Così conquistò le dame delle Case regnanti, da Casa Savoia ad altre Corti europee, fino a suscitare l’interesse di Caterina la Grande, per la quale donna Francesca realizzò un abito rimasto famoso, poiché la zarina lo indossò per un ritratto. Ancora oggi è possibile ammirarlo all’Ermitage di San Pietroburgo. La sua vita è stata raccontata in forma romanzata da Ada Lai, in un’opera pubblicata nel 2016 (La straordinaria storia di Francesca Sanna Sulis), e da Lucio Spiga, con un libro intitolato ‘Francesca Sanna Sulis’, dato alle stampe nel 2006.
Francesca aveva un temperamento forte e deciso, riuscì ad abbattere pregiudizi e andò oltre i clichés, senza interrogarsi mai sulle perplessità delle menti chiuse, blindate dal tempo. Era tuttavia anche persona sensibile, ebbe tre figli, ma trovò sempre l’opportunità di aiutare le famiglie meno fortunate.

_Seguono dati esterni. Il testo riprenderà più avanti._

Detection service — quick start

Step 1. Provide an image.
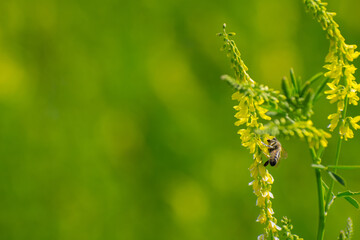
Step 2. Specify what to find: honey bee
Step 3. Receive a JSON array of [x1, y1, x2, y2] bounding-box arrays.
[[262, 137, 287, 167]]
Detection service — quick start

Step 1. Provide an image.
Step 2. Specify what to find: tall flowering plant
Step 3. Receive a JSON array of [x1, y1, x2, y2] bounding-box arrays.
[[218, 0, 360, 240]]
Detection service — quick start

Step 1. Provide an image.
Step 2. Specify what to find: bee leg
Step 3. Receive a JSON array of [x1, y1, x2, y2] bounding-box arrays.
[[261, 141, 274, 149]]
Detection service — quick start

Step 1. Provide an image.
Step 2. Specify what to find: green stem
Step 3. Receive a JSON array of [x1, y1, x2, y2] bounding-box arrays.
[[325, 97, 348, 214], [326, 165, 360, 169], [310, 148, 326, 240]]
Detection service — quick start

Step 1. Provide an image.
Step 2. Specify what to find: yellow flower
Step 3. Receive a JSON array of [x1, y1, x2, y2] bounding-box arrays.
[[256, 210, 267, 224], [328, 113, 340, 131], [231, 91, 244, 102], [268, 221, 281, 232], [348, 89, 359, 106], [256, 195, 265, 207], [249, 180, 261, 195], [344, 44, 360, 62], [340, 123, 354, 141], [324, 61, 343, 83], [349, 116, 360, 130], [256, 106, 271, 120]]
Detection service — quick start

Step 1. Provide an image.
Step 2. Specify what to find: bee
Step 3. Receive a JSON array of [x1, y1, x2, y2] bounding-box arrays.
[[262, 137, 287, 167]]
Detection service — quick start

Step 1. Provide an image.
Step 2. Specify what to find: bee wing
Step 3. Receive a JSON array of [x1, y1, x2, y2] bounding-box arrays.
[[275, 151, 282, 168]]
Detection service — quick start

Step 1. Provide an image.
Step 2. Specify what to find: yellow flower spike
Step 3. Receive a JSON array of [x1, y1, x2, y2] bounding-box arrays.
[[256, 195, 265, 207], [337, 100, 345, 111], [256, 210, 267, 224], [249, 180, 261, 196], [231, 91, 244, 101], [249, 162, 259, 178], [268, 221, 281, 232], [349, 116, 360, 130], [259, 165, 267, 178], [328, 113, 340, 132], [320, 137, 328, 148], [266, 207, 275, 217], [348, 90, 359, 106], [340, 123, 354, 141], [247, 115, 259, 127]]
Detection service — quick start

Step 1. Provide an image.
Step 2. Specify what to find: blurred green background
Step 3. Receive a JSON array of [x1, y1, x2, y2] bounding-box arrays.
[[0, 0, 360, 240]]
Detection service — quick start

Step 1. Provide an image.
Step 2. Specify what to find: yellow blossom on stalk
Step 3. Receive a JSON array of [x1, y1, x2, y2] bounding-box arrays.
[[304, 0, 360, 140]]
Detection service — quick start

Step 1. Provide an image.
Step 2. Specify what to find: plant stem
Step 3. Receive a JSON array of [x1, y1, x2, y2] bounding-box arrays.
[[326, 165, 360, 169], [325, 97, 348, 215], [310, 148, 326, 240]]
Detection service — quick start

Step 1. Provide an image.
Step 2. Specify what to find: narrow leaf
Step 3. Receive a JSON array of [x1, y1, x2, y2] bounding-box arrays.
[[314, 78, 329, 102], [336, 191, 360, 197], [290, 68, 299, 94], [281, 77, 291, 99], [328, 171, 346, 186], [327, 165, 360, 169], [311, 164, 326, 169], [344, 197, 359, 209], [316, 145, 325, 159]]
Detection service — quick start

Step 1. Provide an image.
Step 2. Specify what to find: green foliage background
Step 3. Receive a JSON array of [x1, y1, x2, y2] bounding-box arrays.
[[0, 0, 360, 240]]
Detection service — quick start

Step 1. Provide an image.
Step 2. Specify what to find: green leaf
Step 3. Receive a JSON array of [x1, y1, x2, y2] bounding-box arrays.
[[327, 165, 360, 169], [281, 77, 291, 99], [316, 145, 325, 159], [336, 190, 360, 197], [314, 78, 329, 102], [344, 197, 360, 209], [327, 171, 346, 186], [290, 68, 299, 94], [311, 164, 327, 169]]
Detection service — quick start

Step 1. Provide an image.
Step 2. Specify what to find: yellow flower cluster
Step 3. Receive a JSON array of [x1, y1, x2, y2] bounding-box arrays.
[[232, 91, 281, 239], [304, 0, 360, 140]]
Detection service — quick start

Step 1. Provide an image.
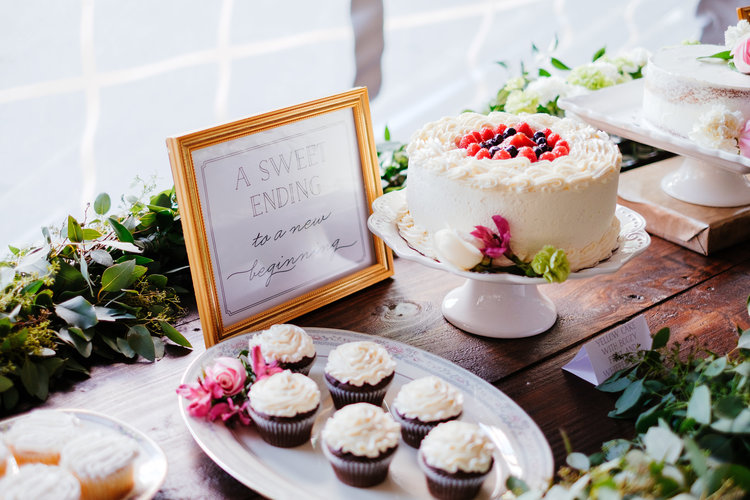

Era rispettata e amatissima perché sapeva farsi volere bene da chiunque, e tanto bene fece negli ambienti in cui aveva vissuto. Quando redasse il suo testamento lasciò tutto alla Chiesa e ai poveri, tenendo fede allo spirito filantropo che aveva caratterizzato la sua esistenza.
L’11 giugno scorso Google le ha dedicato un Doodle per ricordare i 306 anni dalla sua nascita, e la vita assolutamente straordinaria che aveva vissuto, pioniera in un campo allora minato, quale poteva essere la moda e l’imprenditoria femminile. Lei percorse quelle vie con intraprendenza e sicurezza, già sapendo che quella era la strada tracciata dal suo singolare destino, e l’avrebbe percorsa dimenticando che la Sardegna era un’isola, e il mare sembrava filo spinato per chi aveva fretta di andare lontano.